Molecular motors are small organic molecules in which one molecular part can rotate relative to another upon external stimulation, e.g., with light. First attempts have been made to transmit these motions at the molecular scale or integrate them into larger structures to perform work. However, there is only limited knowledge about the actual amount of work that a single molecular motor can actively perform against external strain.
Henry Dube and colleagues, Ludwig Maximilians University, Munich, Germany, have developed a molecular motor setup (pictured) that introduces a barrier for the rotation against which the motor unit has to act. The team used an axially chiral biaryl receiver unit (pictured in orange), which in its free form undergoes a slow and nondirectional rotation to give a racemic mixture. This unit was coupled to a molecular motor (pictured in purple) that can drive this rotation in one direction and, thus, disturb the equilibrium.

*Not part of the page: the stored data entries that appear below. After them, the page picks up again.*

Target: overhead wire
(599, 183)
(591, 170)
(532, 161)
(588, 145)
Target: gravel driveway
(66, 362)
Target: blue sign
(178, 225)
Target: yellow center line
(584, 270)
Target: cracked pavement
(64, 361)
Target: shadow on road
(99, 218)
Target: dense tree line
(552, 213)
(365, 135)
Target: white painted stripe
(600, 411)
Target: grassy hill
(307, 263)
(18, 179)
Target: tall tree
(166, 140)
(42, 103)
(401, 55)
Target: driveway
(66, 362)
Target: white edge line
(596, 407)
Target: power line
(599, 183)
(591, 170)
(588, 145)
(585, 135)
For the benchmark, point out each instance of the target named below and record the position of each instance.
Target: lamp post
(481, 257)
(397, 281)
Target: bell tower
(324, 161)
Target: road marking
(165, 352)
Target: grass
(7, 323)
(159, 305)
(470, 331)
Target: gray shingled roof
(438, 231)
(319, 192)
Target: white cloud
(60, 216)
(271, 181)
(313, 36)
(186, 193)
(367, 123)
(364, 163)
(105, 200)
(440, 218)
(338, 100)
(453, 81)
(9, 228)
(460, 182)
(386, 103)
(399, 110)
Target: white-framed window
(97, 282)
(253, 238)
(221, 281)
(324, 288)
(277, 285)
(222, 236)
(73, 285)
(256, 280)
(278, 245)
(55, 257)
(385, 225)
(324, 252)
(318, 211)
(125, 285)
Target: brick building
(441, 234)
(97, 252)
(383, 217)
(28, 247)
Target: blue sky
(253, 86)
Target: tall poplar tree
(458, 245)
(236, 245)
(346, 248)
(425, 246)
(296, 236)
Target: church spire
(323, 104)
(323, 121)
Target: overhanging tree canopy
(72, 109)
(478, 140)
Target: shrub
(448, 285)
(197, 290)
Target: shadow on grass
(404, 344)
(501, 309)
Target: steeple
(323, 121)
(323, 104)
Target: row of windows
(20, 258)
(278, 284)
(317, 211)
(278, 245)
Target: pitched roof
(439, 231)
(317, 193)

The motor is based on an hemithioindigo (HTI) dye and can switch between the E and Z configuration of its central double bond when it is heated or irradiated with light.
The biaryl rotation is an energetic hurdle which the motor has to overcome. Due to its chiral nature, the rotation of the biaryl group can be observed experimentally. In this way, the amount of transmitted energy can be determined precisely. This could help to understand how much power molecular motors can generate and how much of that power can be harvested to drive separate molecular entities.
- Active and Unidirectional Acceleration of Biaryl Rotation by a Molecular Motor,
Edgar Uhl, Peter Mayer, Henry Dube,
Angew. Chem. Int. Ed. 2020.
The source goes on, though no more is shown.